The housing bubble: who knew what when?


There’s a really interesting post by James Hamilton at Econbrowser that explores a central question of the housing bust: did those who were primarily responsible for making bad loans realize that they were making bad loans?

In other words, did they have so many incentives to make bad loans that they made them anyway? Or were those who made, secured, packaged, and bought and sold the bad loans as clueless as the rest of society?

Those two views are touched upon in Hamilton’s Understanding the housing bubble:

One interpretation emphasizes misaligned incentives. Money managers earned bonuses while others were left holding the bag. Institutions like Fannie, Freddie, and AIG profited handsomely during the run-up, but the government picked up the tab when things went bad.

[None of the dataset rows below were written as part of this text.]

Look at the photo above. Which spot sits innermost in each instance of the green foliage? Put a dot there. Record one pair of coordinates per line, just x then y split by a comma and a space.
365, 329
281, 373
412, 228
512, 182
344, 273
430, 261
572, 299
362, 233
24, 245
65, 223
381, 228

These kinds of explanations come very naturally to most economists, whose models are usually built on the assumption that economic decision-makers are responding in a rational way to the incentives they face.

But an alternative view is that the key players were simply mistaken as a group, lulled into a misunderstanding of what was going on through social and institutional feedback that sustained a misguided groupthink. This view is hard for many economists to embrace, though there is a good case to be made that this is an important part of the story of what we just went through.

Hamilton cites a new paper that looks at the investments and purchases of “securitization investors and issuers” to determine whether they made moves with a clear knowledge of actual conditions. From that paper:

In particular, it is difficult to rationalize why securitization agents endowed with income risk tied to housing would purchase additional second homes and swap into larger homes in 2005 if they simultaneously anticipated an imminent broad-based collapse in housing markets. We also find little evidence that securitization agents were conservative in the value-to-income ratios of their purchases, and that homes purchased in 2004-2006 were among those most aggressively sold in 2007-2009, relative to both control groups. This suggests that securitization agents overestimated the persistence of their incomes and that any consumption stream in these houses was short-lived.

In other words, they find that the agents were as oblivious of the housing bubble as the buyers they loaned to.

There are obviously other questions worth asking about this, some of which are raised in the comments. It’s a provocative post.